Indicador permanece em patamar próximo de 12 óbitos por mil nascidos vivos e expõe dificuldade do Recife em acompanhar queda registrada em capitais mais eficientes.

Portal de Prefeitura

22 de junho de 2026 às 17:47   - Atualizado às 18:12

Mortalidade Infantil no Recife

Mortalidade Infantil no Recife Foto: OMS

O Recife chega a 2026 com um dos indicadores mais sensíveis da saúde pública ainda em um patamar considerado preocupante.
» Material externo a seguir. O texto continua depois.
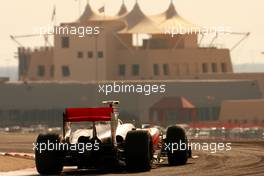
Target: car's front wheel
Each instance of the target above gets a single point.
(49, 161)
(138, 150)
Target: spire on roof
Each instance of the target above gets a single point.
(171, 11)
(123, 9)
(89, 14)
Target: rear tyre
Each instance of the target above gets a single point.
(177, 140)
(138, 151)
(48, 162)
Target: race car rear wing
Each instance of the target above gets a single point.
(93, 115)
(88, 114)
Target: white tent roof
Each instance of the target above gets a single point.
(138, 22)
(171, 18)
(89, 15)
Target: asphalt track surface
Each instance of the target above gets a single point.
(245, 158)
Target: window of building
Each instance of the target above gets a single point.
(90, 54)
(41, 70)
(223, 67)
(166, 69)
(80, 54)
(52, 70)
(122, 70)
(65, 71)
(65, 42)
(214, 67)
(155, 69)
(135, 69)
(100, 54)
(205, 68)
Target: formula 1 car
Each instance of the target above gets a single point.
(96, 138)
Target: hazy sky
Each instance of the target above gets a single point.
(21, 17)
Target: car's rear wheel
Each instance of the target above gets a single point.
(138, 151)
(48, 162)
(177, 140)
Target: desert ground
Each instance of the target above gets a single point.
(245, 158)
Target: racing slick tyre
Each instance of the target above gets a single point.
(138, 151)
(48, 162)
(177, 140)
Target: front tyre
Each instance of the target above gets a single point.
(48, 162)
(177, 140)
(138, 151)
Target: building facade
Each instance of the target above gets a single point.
(120, 52)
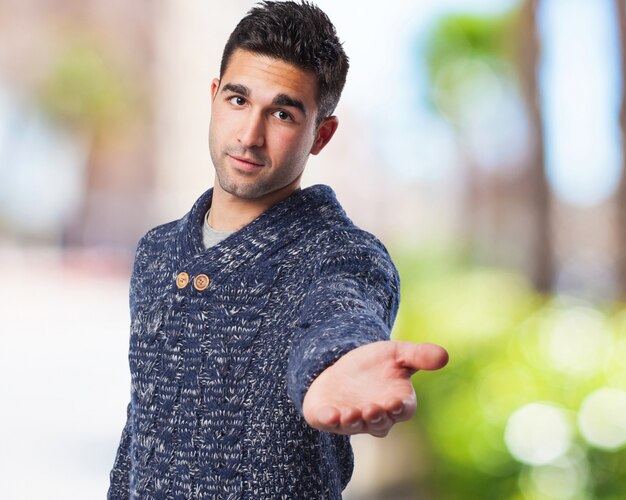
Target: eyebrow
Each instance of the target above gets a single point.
(279, 100)
(286, 100)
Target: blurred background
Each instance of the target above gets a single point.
(481, 140)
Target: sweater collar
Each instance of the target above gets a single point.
(303, 211)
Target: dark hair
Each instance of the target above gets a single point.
(300, 34)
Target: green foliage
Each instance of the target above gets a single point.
(509, 349)
(84, 89)
(466, 56)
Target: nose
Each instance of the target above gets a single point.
(253, 131)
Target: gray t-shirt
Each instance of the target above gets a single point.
(211, 237)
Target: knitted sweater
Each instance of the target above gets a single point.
(219, 372)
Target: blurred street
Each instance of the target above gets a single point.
(64, 375)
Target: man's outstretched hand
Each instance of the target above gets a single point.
(369, 389)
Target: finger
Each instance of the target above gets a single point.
(328, 417)
(351, 421)
(377, 422)
(399, 410)
(424, 356)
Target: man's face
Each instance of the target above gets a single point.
(263, 125)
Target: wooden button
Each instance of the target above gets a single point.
(182, 280)
(201, 282)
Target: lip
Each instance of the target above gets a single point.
(245, 163)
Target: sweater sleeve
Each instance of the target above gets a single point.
(353, 301)
(120, 474)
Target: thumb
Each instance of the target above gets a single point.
(424, 356)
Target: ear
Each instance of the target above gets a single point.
(215, 85)
(324, 133)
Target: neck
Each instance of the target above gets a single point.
(230, 213)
A mortalidade infantil permanece estagnada há quase uma década, em torno de 12 óbitos por mil nascidos vivos, segundo séries históricas consolidadas a partir de sistemas oficiais como DATASUS e estimativas demográficas do IBGE.
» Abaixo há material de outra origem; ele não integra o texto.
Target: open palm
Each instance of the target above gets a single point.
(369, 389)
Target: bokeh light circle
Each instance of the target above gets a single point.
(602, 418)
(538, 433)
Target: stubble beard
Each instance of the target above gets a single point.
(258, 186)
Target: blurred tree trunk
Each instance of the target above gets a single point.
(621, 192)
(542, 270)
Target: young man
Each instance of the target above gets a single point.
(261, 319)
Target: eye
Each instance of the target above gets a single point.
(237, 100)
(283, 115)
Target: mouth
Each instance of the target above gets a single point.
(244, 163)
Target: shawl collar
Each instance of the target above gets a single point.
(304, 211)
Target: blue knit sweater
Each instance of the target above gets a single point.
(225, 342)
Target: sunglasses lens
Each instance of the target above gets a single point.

Apesar de avanços importantes nas últimas décadas, o cenário recente chama atenção por um ponto central: a capital pernambucana deixou de reduzir o indicador no ritmo observado em outras grandes cidades brasileiras.
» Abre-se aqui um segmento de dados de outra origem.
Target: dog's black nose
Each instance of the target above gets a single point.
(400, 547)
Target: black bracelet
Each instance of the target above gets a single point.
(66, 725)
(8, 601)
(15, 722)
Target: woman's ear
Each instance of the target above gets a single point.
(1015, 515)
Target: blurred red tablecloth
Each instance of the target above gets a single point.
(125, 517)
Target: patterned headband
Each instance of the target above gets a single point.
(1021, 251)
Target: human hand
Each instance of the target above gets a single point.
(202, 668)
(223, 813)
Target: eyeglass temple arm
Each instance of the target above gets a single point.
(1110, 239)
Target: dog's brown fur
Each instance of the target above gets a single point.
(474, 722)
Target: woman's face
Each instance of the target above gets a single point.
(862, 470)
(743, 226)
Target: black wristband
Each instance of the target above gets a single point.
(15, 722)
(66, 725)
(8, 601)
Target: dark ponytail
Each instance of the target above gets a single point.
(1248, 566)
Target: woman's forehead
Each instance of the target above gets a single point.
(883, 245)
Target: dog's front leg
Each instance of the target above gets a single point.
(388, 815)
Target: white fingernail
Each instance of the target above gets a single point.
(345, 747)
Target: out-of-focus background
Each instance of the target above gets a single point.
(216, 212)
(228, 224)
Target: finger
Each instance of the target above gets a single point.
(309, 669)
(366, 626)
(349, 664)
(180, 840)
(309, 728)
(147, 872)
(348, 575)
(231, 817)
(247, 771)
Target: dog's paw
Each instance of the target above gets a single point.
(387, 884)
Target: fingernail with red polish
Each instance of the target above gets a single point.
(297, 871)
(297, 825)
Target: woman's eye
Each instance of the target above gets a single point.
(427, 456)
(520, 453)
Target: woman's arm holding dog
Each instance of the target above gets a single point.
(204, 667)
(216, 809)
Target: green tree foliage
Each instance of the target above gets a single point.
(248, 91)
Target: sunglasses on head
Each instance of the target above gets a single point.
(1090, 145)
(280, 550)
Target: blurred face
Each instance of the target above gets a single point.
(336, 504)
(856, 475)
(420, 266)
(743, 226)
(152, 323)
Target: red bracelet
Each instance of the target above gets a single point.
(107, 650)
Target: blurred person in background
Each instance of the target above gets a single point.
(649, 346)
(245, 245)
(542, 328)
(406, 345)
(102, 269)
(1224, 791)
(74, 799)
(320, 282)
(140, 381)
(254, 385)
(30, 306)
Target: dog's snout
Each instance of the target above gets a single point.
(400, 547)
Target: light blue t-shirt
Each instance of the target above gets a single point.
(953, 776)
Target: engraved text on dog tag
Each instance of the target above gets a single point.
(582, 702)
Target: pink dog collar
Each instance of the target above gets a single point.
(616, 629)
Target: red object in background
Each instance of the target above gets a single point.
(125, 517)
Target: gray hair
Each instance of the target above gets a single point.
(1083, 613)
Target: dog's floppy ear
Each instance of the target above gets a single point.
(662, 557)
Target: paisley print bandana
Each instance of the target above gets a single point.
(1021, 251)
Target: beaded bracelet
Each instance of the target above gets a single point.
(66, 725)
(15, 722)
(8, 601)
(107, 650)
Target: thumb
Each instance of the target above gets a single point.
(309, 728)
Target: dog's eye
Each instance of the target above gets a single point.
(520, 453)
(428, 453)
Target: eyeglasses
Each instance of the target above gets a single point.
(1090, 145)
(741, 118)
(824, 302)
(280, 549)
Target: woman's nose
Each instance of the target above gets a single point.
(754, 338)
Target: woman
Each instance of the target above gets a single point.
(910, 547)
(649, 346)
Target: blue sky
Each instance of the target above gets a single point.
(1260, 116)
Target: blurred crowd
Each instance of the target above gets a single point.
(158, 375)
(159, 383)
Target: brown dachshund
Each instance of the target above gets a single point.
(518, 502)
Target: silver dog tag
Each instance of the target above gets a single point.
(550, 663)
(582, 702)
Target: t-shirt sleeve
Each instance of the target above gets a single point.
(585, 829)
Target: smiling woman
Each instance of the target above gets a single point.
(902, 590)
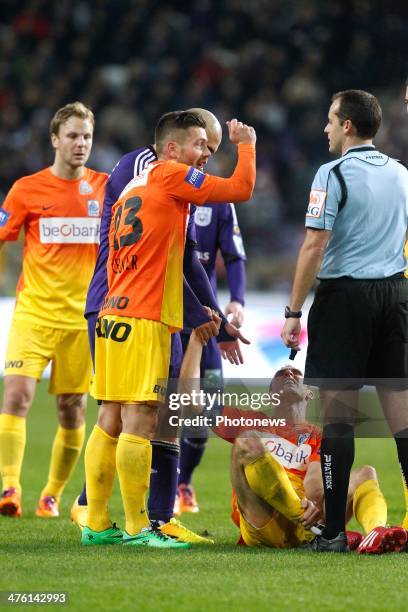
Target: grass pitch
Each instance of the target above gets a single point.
(46, 555)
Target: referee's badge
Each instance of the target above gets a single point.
(203, 216)
(316, 203)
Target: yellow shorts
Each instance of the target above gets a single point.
(132, 359)
(279, 532)
(31, 347)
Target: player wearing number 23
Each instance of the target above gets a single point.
(145, 266)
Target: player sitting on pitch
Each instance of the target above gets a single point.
(276, 477)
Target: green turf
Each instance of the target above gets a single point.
(47, 555)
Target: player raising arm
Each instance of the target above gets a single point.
(142, 307)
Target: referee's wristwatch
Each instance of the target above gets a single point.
(292, 314)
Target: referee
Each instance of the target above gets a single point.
(358, 325)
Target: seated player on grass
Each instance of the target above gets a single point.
(276, 476)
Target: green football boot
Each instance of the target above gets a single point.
(113, 535)
(152, 538)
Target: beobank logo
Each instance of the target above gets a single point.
(69, 230)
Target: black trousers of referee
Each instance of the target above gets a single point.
(358, 335)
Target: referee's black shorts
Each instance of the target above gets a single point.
(358, 333)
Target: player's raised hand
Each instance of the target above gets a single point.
(230, 349)
(214, 316)
(240, 133)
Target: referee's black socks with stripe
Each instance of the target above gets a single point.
(337, 456)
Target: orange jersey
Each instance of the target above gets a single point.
(61, 220)
(146, 242)
(294, 446)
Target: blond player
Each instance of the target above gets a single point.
(59, 209)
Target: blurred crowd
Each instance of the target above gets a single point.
(272, 63)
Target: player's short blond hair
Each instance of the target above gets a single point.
(74, 109)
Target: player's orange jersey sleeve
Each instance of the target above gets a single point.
(12, 213)
(188, 183)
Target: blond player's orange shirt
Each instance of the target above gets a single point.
(146, 241)
(61, 220)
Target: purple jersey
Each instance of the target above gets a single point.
(217, 228)
(129, 166)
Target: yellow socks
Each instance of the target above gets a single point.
(66, 449)
(133, 462)
(269, 480)
(100, 468)
(369, 506)
(12, 445)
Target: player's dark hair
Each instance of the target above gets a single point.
(362, 109)
(176, 121)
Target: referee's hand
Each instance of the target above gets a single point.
(291, 332)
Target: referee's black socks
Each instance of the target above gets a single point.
(337, 456)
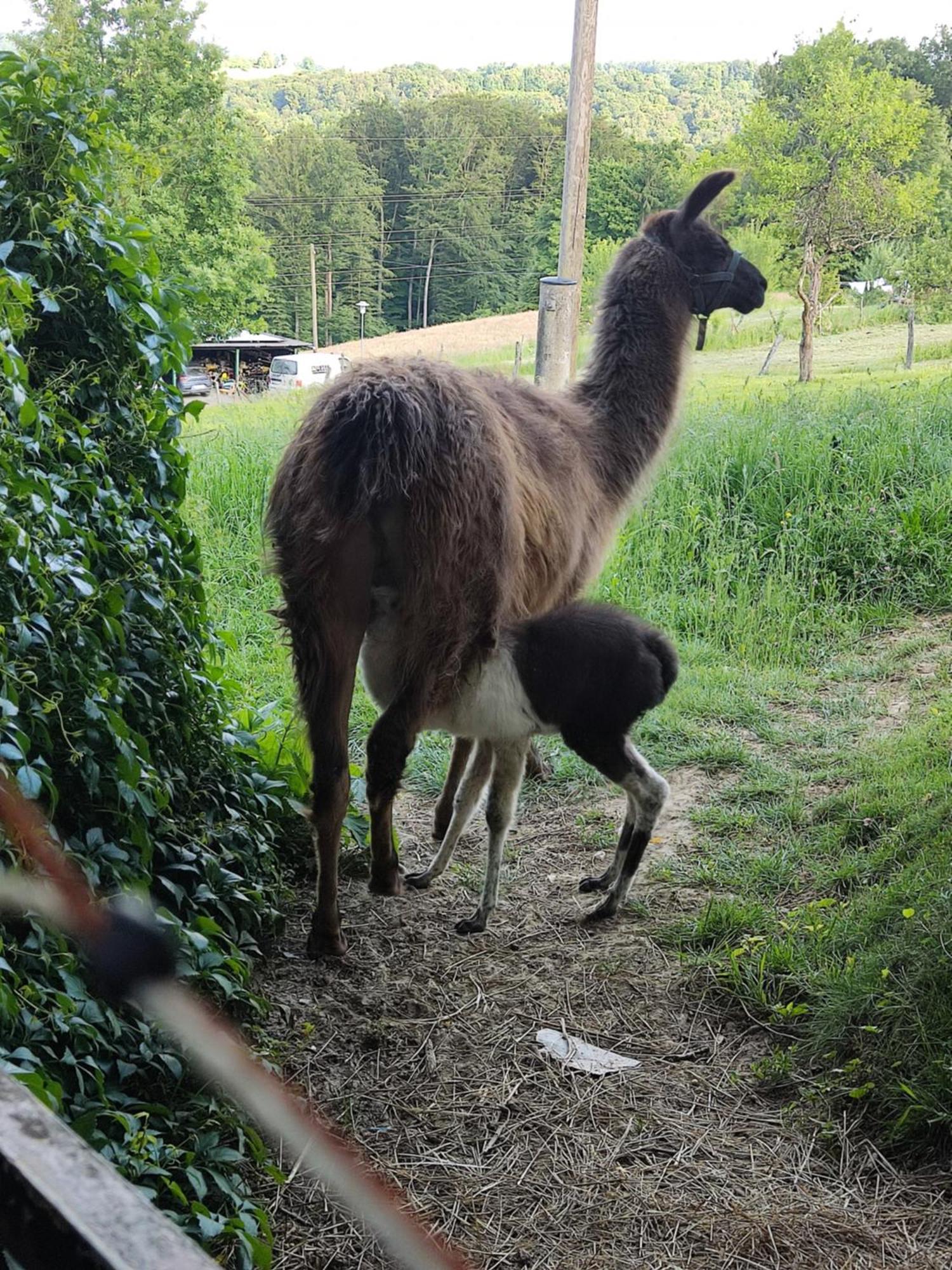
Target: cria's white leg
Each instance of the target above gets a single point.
(606, 881)
(503, 794)
(648, 793)
(468, 796)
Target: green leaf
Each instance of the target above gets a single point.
(30, 782)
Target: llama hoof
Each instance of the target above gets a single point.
(390, 883)
(420, 882)
(538, 769)
(322, 944)
(441, 824)
(472, 925)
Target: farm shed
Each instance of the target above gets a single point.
(244, 358)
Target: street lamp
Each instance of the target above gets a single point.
(362, 307)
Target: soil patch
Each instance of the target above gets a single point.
(421, 1045)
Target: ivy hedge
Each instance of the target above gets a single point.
(112, 708)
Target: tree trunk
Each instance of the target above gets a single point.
(812, 272)
(380, 264)
(427, 285)
(911, 335)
Estagnação se mantém desde o fim da década de 2010

A análise da série histórica indica que o Recife apresentou queda consistente até meados da década de 2010. A partir do fim desse período, no entanto, o indicador passou a oscilar sem tendência clara de redução.

Na prática, o município:

  •  Deixou de registrar queda contínua
  • Passou a oscilar em torno de um mesmo patamar
  • Entrou em um “platô” de desempenho

Esse comportamento é interpretado por especialistas como um sinal de que os ganhos fáceis de redução já foram superados, e que novas quedas exigem melhorias estruturais mais complexas no sistema de saúde.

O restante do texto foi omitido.